We need not decide whether §3729(a)(1)(A)’s materiality requirement is governed by §3729(b)(4) or derived directly from the common law. Under any understanding of the concept, materiality “look[s] to the effect on the likely or actual behavior of the recipient of the alleged misrepresentation.”[8]

The Government’s new amicus brief appears to be a request that the Eleventh Circuit Court of Appeals disregard the clear language of Escobar in favor of its preferred interpretation of the statute.
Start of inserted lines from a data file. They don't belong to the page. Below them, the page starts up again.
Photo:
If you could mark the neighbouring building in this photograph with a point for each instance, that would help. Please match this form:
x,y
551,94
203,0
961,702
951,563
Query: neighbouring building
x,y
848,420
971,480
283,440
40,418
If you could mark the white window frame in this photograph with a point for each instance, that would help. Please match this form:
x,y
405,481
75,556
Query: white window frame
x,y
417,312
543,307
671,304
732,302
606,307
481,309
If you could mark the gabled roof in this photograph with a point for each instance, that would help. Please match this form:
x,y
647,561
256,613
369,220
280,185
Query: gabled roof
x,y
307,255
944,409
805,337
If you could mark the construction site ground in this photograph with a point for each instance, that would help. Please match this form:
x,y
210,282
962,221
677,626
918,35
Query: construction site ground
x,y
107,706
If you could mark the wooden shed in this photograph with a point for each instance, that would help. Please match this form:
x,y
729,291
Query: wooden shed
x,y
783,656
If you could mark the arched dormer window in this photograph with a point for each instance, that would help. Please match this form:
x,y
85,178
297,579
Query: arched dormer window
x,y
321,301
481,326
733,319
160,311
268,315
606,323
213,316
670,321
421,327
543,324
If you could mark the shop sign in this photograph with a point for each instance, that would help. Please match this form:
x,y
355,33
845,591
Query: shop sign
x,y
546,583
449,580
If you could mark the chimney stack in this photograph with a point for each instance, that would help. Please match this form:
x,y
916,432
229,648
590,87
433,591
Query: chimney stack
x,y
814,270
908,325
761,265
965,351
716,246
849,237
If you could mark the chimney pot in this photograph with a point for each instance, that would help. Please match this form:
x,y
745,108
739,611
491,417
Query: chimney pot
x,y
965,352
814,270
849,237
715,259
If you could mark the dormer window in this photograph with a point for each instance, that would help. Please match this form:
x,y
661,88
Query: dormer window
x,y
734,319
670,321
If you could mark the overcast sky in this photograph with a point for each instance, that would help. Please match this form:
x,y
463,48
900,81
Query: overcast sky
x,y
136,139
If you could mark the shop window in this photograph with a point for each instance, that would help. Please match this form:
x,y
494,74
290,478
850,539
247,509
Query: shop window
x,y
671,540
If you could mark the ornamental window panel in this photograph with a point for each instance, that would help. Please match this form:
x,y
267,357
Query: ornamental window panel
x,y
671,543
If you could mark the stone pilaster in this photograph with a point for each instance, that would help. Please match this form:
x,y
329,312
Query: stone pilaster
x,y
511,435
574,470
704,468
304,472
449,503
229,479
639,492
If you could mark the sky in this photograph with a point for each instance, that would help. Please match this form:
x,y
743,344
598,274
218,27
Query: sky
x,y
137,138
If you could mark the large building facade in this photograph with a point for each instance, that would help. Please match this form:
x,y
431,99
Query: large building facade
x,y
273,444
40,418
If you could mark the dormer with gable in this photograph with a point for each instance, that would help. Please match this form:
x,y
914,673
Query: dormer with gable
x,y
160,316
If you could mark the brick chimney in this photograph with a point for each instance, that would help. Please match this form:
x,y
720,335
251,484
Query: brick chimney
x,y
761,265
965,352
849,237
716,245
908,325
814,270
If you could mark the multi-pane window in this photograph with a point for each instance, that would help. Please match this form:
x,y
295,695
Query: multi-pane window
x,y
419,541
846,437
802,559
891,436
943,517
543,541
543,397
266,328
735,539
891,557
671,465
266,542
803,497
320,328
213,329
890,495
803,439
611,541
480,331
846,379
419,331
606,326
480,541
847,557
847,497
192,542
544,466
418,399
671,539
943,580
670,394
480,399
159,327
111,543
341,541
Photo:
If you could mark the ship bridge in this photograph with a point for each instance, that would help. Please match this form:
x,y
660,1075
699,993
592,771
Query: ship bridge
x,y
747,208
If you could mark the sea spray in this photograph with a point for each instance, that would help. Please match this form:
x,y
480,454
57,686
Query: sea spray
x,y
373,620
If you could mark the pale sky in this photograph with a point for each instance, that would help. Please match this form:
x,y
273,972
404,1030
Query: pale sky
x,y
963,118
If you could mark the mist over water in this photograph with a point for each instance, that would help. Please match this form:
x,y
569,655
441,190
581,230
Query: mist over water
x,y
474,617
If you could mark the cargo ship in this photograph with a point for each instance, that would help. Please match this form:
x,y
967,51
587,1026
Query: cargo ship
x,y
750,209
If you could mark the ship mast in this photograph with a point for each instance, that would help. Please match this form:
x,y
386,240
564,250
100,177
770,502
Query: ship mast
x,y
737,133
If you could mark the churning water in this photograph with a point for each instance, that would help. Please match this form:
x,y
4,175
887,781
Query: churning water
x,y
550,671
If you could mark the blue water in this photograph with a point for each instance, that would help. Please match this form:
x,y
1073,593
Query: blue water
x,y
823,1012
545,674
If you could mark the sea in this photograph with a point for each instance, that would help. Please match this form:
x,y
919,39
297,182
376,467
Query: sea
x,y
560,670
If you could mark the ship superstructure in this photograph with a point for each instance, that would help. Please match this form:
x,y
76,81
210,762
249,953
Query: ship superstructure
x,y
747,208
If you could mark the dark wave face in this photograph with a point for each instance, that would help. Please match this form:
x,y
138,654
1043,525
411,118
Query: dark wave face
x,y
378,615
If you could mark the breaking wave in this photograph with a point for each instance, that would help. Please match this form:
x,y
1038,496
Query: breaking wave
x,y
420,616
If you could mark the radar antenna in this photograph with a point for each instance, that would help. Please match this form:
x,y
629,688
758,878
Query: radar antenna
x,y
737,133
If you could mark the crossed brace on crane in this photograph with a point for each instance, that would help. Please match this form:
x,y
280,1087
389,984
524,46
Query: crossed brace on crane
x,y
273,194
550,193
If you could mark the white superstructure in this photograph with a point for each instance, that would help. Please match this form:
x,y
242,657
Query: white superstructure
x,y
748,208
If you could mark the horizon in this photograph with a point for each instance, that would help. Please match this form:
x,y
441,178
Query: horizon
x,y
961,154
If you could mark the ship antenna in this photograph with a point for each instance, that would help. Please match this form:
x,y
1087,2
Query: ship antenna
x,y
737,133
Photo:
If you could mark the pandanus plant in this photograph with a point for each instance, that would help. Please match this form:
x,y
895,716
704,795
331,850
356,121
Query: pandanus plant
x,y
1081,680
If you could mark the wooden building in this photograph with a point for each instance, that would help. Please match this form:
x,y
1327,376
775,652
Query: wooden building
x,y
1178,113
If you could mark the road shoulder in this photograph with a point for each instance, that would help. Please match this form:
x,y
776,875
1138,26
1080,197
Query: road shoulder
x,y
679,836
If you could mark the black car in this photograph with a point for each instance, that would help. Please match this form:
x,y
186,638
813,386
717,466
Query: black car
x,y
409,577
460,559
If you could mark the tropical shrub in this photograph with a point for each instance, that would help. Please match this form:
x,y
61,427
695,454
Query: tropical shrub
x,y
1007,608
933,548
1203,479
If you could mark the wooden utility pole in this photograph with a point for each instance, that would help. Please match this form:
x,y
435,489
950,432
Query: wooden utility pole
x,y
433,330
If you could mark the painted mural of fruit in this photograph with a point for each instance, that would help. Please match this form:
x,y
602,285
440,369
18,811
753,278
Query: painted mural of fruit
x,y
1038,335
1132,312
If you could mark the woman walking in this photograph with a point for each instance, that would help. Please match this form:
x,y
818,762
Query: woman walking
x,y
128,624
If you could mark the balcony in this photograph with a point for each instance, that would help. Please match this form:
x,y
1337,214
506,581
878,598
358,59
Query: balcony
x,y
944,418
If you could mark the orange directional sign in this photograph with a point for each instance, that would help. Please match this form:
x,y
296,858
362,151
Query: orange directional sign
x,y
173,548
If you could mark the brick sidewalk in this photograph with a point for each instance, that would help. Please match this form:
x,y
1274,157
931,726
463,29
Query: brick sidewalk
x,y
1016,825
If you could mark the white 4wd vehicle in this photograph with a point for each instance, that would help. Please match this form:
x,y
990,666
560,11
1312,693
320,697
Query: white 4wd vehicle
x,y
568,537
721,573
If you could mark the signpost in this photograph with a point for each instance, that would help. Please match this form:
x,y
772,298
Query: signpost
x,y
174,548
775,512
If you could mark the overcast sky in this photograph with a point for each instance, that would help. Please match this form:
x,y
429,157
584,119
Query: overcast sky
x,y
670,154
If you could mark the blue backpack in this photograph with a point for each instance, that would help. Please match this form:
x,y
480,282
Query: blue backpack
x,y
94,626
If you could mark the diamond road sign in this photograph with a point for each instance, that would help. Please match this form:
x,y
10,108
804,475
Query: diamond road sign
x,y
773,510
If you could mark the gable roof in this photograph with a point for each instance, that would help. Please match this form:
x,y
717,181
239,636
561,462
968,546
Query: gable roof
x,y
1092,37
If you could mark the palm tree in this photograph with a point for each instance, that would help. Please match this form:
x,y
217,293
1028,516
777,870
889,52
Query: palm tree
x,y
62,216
At a minimum, it seems, the Government is hoping for a ruling that materiality is always a jury question, with full knowledge that most FCA cases end in settlement if they cannot be successfully challenged by a motion to dismiss or a motion for summary judgment.

Practical Takeaways

• The Government is arguing for a materiality requirement that is significantly less demanding than outlined by the Supreme Court, which would significant increase the scope of potential FCA liability.

• The Government’s view of materiality being a determination for a jury would have a large implication for the future progress of FCA litigation, as if adopted, it would be difficult to challenge materiality by a motion to dismiss (although the sufficiency of a pleading under Federal Rule of Civil Procedure 9(b) could still be challenged) or even by a motion for summary judgment.

• As the appellate and district courts interpret Escobar, it is even more vital that a provider facing potential FCA liability be represented by experienced counsel who will advocate for a straightforward interpretation of Escobar and the FCA’s materiality requirement.